Shadow home secretary Diane Abbott tweeted yesterday: “It is against international law to make someone stateless, and now an innocent child has died as a result of a British woman being stripped of her citizenship. This is callous and inhumane.”
Lib Dem home affairs spokesperson Ed Davey said: “Many of us feared this tragic outcome when the home secretary washed his hands of Britain’s responsibility for a British citizen and a British baby. If the courts eventually show he has acted illegally in making a British citizen stateless, we will remember this baby in holding him to account.”
Several fellow Conservative MPs have also expressed anger at Javid’s position. Bracknell MP Phillip Lee said he was deeply concerned by the decision, which he believed was “driven by a sort of populism”.
Anna Soubry, who left the Tories to join the Independent Group, tweeted that Javid must now restore Begum’s citizenship. “Shamima Begum is our responsibility, whatever she may or may not have done, however abhorrent her views,” she said.
There are claims that Javid did not consult either the attorney general or the solicitor general before making his decision, something that could leave him vulnerable in the event of a legal challenge. When asked if this was the case, a Home Office spokesman said: “We do not comment on individual cases.”
Javid confirmed last month that Jarrah was a British citizen and said that he had considered the child’s interest when deciding to revoke Begum’s citizenship. But he told the Commons home affairs committee that it would be “incredibly difficult” for the government to facilitate the return of a child from Syria.
Conservative party chairman Brandon Lewis defended Javid. “The home secretary will have had advice and I know he made a decision based on what is in the national interest and the security of people here in the UK,” Lewis said. “There is no question that the duty of a home secretary in this country is to keep British people safe.”
The Begum family in the UK are understood to be exploring their legal options, including bringing a private prosecution against the home secretary. Tasnime Akunjee said he will soon be flying out to Syria to help Begum prepare her appeal. “I’m going to Syria to meet somebody who has lost three kids, so I can show her some paperwork which is quite dense, and so I can obtain her signature. It’s totally ridiculous,” said the lawyer.
Begum’s father, Ahmed Ali, speaking to the BBC from Bangladesh before he found out his daughter’s baby had died, apologised to the British people but asked for their forgiveness, saying his daughter should be allowed back to the UK and “punished if she had made any mistake”.
“She was under age at that time, she couldn’t understand that much. I suppose someone influenced her to do that,” he said. “I admit that she might have done wrong without realising it.”
Outside east London mosque on Saturday, few people wanted to discuss Begum’s situation. “I don’t want to chat shit and be put on some watch list for saying I feel sorry for her,” said one man in his 20s. “What she did was wrong, but what they’ve done is worse. They used all this power of the state against a teenage girl and her baby – and for what?”

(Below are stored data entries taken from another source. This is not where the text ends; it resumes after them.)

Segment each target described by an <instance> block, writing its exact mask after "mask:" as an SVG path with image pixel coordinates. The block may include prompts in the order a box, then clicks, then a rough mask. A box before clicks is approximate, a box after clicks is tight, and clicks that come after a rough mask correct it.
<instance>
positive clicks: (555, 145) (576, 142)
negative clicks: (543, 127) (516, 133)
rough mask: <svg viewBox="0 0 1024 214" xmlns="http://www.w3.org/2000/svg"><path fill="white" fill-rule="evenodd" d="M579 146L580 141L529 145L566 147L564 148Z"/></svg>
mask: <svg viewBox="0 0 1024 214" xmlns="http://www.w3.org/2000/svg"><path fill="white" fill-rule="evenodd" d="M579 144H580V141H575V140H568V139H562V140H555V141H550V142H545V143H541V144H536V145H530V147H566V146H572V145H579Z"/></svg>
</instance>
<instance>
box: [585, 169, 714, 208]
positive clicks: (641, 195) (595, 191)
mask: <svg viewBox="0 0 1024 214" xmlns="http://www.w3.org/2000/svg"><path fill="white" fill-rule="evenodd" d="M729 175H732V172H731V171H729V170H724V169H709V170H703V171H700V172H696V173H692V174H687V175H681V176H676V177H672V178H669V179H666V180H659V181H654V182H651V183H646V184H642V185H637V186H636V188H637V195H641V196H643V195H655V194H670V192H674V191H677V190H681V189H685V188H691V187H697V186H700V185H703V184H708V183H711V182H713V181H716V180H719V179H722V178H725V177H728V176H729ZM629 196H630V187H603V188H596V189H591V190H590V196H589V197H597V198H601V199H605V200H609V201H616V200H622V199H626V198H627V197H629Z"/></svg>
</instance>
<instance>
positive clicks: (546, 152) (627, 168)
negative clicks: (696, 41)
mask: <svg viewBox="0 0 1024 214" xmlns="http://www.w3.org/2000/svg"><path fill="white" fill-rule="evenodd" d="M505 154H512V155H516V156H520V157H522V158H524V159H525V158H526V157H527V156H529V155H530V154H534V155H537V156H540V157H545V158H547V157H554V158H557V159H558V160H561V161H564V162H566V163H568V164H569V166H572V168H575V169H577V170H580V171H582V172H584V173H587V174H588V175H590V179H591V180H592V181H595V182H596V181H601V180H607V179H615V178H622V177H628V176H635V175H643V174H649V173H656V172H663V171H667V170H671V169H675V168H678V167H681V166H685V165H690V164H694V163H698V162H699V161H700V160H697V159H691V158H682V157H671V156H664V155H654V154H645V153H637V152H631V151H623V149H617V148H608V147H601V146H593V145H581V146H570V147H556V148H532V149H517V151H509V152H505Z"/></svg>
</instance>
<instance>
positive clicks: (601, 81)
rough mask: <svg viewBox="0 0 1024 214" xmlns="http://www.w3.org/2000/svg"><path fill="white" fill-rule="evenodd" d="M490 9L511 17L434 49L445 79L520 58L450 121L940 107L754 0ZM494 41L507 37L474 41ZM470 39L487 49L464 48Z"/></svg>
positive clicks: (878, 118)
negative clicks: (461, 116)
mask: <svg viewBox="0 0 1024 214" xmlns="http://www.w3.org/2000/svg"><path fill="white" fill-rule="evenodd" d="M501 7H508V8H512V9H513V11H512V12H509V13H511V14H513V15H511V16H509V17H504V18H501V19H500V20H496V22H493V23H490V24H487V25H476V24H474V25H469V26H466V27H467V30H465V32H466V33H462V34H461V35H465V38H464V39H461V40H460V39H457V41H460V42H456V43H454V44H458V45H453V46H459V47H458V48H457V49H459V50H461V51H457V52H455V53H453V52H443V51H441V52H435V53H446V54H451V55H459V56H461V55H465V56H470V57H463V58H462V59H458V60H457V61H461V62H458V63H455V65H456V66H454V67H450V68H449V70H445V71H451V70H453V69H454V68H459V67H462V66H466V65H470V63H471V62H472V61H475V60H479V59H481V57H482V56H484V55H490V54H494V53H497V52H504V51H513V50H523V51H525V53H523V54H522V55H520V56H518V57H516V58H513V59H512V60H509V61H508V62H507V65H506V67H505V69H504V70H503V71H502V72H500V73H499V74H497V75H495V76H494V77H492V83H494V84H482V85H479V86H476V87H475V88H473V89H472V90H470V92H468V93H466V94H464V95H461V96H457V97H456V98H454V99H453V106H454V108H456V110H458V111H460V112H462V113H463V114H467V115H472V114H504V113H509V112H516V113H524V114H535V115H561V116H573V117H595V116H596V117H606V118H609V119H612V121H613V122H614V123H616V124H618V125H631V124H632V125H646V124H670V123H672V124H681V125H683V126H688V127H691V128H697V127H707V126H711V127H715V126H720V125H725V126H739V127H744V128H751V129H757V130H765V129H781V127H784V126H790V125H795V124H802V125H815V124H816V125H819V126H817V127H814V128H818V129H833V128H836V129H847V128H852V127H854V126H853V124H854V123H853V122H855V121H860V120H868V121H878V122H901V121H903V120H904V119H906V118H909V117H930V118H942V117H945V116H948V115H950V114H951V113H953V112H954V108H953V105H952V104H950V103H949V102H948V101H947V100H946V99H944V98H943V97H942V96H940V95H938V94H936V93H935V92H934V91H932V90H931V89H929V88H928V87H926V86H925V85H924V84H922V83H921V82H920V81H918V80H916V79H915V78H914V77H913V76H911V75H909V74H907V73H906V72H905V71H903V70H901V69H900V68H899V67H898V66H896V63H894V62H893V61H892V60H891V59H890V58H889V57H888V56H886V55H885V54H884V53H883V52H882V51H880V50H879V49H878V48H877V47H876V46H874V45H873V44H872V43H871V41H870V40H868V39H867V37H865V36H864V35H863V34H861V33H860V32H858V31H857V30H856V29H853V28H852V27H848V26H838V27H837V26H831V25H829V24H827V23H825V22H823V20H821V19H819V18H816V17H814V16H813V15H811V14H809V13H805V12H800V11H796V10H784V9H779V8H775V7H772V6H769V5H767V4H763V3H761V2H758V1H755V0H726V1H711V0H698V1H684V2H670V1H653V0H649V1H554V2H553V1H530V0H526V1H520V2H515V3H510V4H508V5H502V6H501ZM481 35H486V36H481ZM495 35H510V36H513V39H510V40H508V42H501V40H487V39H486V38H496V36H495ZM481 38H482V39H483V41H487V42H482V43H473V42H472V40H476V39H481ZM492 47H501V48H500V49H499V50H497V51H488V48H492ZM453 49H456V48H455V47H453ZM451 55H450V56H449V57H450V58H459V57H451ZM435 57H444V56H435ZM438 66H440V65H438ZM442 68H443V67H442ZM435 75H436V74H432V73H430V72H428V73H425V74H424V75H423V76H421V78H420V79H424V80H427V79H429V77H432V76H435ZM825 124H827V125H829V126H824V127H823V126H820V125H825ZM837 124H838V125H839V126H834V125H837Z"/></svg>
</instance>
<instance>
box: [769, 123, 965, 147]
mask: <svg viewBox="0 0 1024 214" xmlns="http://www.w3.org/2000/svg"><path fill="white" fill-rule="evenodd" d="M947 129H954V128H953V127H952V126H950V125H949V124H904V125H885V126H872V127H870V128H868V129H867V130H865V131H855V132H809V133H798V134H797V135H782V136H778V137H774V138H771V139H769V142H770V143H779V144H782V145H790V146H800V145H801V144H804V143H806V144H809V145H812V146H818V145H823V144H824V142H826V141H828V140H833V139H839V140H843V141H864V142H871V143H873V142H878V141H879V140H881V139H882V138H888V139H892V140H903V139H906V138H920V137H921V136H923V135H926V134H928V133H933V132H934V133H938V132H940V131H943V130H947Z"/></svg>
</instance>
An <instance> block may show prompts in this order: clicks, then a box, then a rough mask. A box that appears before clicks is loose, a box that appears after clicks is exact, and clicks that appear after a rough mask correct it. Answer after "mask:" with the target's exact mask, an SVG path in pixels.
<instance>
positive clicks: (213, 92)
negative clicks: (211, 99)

In a Punjabi cafe in Whitechapel, a family of four were split in their views. Parents Sobia and Rizwan discussed whether Javid had been right to deny Begum the chance to return to the UK.
“I don’t think he did it with good intention,” said Sobia. “I understand why he did it, because he wants to show he won’t be soft on Muslims, but that was a baby’s life. He punished an innocent baby.”
However, her husband said it was important to demonstrate that there are serious consequences to joining Isis. Did he agree with the decision to make her stateless? “Obviously not now, because her baby has died and we are supposed to be a civilised country. But what is the law around it? We should be using the proper laws. Why isn’t the government going by their own rules?”